Luigi Curini (2019). “The Spatial Determinants of the Prevalence of Anti-Elite Rhetoric Across Parties”, West European Politics
Spatial analyses of political competition are a true political science classic, and this article by Luigi Curini shows the utility and elegance of such approaches to the study of key aspects of contemporary party politics.
Using data from the 2014 Chapel Hill Expert Survey data, the author conceptualizes anti-elitism “as a non-policy vote-winning strategy” that has “quasi-valence” features, because they can be positively evaluated by a wide pool of voters. In light of such properties, anti-elitism is understood as a strategy that can potentially be used by any political actor with the goal of increasing their electoral appeal.
Curini’s analysis suggests that the decision of political parties to focus on anti-elitism “does not depend entirely on some inner identity; it also depends on the spatial environment in which they compete”. Indeed, this paper reveals that a given party has a higher incentive to resort to anti-elitism if it is “ideologically ‘squeezed’ among adjacent parties”. Most notably, in such a context, focusing on anti-elitism may help a political party differentiate itself from its proximate competitors in the eyes of the electorate.
Sergiu Gherghina and Sorina Soare (2019). “Electoral Performance Beyond Leaders? The Organization of Populist Parties in Post-Communist Europe”, Party Politics
Gherghina and Sorina Soare offer an excellent example of how to study the impact of leadership and organizational features on the electoral performance of populist parties.

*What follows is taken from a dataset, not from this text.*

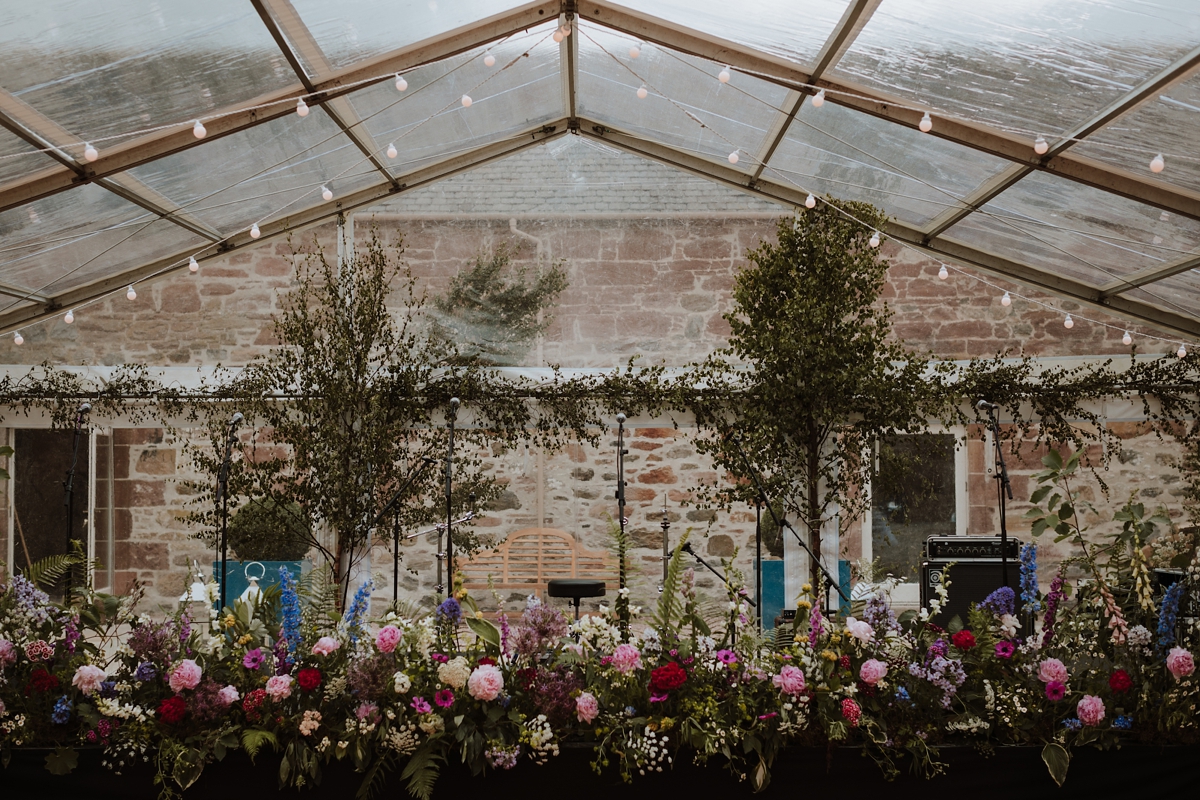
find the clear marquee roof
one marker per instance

Grounded in the qualitative analysis of primary and secondary sources, the paper focuses on three cases from post-communist Europe that present considerable differences in terms of their electoral fate: the Bulgaria Without Censorship Party, the Party of Socialists from the Republic of Moldova, and the People’s Party-Dan Diaconescu of Romania.
Rather than treating leadership and organization as a single variable, as it is often the case in the literature, the authors operate a useful and meaningful distinction between the two in their analysis. This approach makes their contribution of interest to comparativists and to scholars of populism.
Most notably, the analysis reveals that personalization and concentration of power in the hands of charismatic leaders is not sufficient to achieve electoral survival. This paper highlights that endogenous factors are important in the decline of populist parties, especially if they do not develop proper organizational structures and rely instead on the personality of their leaders.